I grew up in a rural farming community. My dad was a carpenter — a maker. My mom was a teacher and her mom was a teacher, in a one room schoolhouse. I spent many happy days outside with my dogs, wandering the fields and woods, following my curiosity and spinning stories in my head. It was a long way from where life would take me.
I have been following my curiosity ever since.
After a degree in Art History from the University of Wisconsin, Madison I spent several years living and working in Chicago. Then I followed my interests into the field of early education and childhood studies.
I became a third-generation teacher of young children.
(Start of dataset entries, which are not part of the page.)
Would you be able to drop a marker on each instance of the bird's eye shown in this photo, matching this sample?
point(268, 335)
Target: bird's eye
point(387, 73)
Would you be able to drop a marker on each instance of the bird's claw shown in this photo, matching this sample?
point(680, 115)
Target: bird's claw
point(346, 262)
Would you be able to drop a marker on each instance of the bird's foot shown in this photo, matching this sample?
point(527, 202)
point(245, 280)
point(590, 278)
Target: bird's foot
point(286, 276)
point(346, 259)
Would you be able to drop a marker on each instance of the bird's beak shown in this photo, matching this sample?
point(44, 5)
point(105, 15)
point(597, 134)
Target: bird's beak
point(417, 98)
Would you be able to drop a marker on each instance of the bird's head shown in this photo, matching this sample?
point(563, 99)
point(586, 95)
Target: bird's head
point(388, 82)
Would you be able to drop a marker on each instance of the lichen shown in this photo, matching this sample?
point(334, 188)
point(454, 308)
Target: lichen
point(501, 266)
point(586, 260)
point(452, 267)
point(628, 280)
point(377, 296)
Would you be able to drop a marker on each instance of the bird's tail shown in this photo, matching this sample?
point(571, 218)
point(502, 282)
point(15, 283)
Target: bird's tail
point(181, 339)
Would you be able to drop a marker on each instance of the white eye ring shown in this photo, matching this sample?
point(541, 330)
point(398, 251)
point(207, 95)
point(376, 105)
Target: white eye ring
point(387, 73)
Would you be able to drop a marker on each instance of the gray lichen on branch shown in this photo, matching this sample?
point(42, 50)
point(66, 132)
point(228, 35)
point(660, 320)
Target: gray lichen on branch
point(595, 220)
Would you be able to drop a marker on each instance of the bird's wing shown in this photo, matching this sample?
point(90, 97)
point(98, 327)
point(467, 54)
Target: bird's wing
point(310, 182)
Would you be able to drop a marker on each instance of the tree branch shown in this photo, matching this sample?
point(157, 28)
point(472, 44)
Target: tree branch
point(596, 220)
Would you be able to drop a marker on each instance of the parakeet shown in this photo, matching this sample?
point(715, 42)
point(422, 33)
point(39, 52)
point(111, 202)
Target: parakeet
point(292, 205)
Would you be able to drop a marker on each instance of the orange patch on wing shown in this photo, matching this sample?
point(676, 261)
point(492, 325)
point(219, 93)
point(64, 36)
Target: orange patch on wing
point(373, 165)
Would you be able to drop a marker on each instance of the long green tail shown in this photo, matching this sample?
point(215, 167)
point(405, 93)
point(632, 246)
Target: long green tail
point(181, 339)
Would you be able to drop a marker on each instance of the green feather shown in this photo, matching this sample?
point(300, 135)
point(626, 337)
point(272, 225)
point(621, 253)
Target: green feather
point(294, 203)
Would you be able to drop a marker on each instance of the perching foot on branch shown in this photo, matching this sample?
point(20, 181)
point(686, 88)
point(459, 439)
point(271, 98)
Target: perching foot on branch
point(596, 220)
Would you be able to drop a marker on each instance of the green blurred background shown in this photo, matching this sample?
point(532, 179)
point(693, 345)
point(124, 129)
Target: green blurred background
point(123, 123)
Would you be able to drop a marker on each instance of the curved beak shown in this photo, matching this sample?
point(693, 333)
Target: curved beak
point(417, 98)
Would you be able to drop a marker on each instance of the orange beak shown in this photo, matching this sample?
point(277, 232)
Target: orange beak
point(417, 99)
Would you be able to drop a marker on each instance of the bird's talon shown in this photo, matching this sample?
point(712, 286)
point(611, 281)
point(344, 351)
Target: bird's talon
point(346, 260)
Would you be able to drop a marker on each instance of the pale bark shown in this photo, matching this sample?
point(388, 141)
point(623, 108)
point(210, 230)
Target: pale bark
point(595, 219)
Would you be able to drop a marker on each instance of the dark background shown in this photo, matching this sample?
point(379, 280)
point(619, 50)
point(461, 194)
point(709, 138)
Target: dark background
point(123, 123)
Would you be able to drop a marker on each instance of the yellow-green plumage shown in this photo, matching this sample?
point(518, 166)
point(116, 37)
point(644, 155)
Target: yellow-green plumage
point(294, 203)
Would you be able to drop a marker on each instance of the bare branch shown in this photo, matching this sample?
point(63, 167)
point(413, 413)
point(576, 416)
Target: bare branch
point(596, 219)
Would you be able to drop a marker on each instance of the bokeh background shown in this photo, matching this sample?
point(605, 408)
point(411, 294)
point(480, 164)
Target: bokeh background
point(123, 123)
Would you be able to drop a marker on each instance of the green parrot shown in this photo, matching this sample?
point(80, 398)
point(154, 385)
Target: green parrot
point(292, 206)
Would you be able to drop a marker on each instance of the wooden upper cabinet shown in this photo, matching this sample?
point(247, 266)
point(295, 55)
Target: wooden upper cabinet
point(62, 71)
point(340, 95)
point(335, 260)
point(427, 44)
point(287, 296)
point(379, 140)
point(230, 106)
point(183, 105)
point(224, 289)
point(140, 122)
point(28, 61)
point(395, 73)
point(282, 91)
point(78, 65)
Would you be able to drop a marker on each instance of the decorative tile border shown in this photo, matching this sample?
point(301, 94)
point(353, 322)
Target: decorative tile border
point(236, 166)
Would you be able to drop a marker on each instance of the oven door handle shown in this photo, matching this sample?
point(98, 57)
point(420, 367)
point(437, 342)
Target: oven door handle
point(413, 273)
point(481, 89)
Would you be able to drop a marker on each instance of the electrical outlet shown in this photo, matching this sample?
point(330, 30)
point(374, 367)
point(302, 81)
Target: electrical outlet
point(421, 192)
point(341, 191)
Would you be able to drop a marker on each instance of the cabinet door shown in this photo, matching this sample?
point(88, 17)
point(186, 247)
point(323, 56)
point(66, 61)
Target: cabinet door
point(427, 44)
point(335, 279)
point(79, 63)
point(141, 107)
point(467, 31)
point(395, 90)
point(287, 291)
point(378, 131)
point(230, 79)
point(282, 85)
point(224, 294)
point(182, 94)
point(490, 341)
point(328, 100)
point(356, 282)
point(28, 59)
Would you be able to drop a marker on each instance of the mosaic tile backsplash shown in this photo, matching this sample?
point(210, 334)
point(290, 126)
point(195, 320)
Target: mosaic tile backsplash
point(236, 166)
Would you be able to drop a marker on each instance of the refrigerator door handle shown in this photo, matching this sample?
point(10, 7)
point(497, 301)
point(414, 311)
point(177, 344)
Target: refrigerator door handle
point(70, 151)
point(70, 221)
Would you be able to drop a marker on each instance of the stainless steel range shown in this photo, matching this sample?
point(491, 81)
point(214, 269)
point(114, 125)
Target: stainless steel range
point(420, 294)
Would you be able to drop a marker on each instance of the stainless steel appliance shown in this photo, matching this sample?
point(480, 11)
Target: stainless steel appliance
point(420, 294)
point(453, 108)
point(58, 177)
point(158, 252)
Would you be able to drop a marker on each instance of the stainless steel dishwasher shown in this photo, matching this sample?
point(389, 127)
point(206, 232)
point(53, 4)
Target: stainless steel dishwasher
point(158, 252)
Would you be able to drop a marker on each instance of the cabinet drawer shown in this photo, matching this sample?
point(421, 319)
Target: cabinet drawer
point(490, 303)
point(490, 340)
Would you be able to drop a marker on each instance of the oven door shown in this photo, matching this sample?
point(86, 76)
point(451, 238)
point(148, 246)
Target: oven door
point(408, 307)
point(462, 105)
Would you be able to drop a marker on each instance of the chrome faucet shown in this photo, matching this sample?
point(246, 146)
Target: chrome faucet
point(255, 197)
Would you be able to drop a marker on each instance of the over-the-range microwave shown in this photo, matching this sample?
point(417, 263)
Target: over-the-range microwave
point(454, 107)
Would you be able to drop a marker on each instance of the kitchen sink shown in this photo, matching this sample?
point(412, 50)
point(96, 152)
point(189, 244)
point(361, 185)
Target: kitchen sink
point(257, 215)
Life brought me back to my small rural town in Wisconsin where I opened Big Willow Learning Company, a family-based childcare program. I vividly remember sitting in the backyard with the children playing around me, reading The Hundred Languages of Children and having a stunning moment of awe – this was something different, this was something that exploded traditional thinking about children, and teaching, and learning, and opened a whole new world of possibilities.
I had to follow my curiosity.
This eventually led me back to Madison, Wisconsin to teach and learn at Preschool of the Arts, to get my master’s degree in early childhood education, and really dive into deepening my study and understanding of the Reggio Emilia Approach.
Now I live in Northampton, Massachusetts. I participated in my first of several study tours to the schools in Reggio Emilia, Italy while teaching at the Reggio influenced Fort Hill Center for Early Childhood Education at Smith College in Northampton. I have gone on to complete my doctorate at the University of Massachusetts, Amherst. My research, Young Children Positioned as Storytellers in the Classroom: An examination of teacher-child interactions and the storytelling event.
I am proud to serve, since 2014, as Professor of Education at Greenfield Community College, Greenfield, Massachusetts. Throughout my many experiences in early education, higher education studies and research, and ongoing professional collaborations, the philosophy and principles of the Reggio Emilia approach have continued to resonate with me on many levels. The philosophy never fails to push my perspectives in new ways both deeply meaningful as well as joyful.
I have always been interested in the youngest among us; the 1's, 2's, 3's, 4's & 5's. They are new to the world, encountering new relationships with people and things, and their perspectives are incredibly rich and powerful. In my role as a collaborative consultant with Reggio interested programs I get to continue following my curiosity alongside others in the pursuit of exciting, joyful, and deeply meaningful work with young children.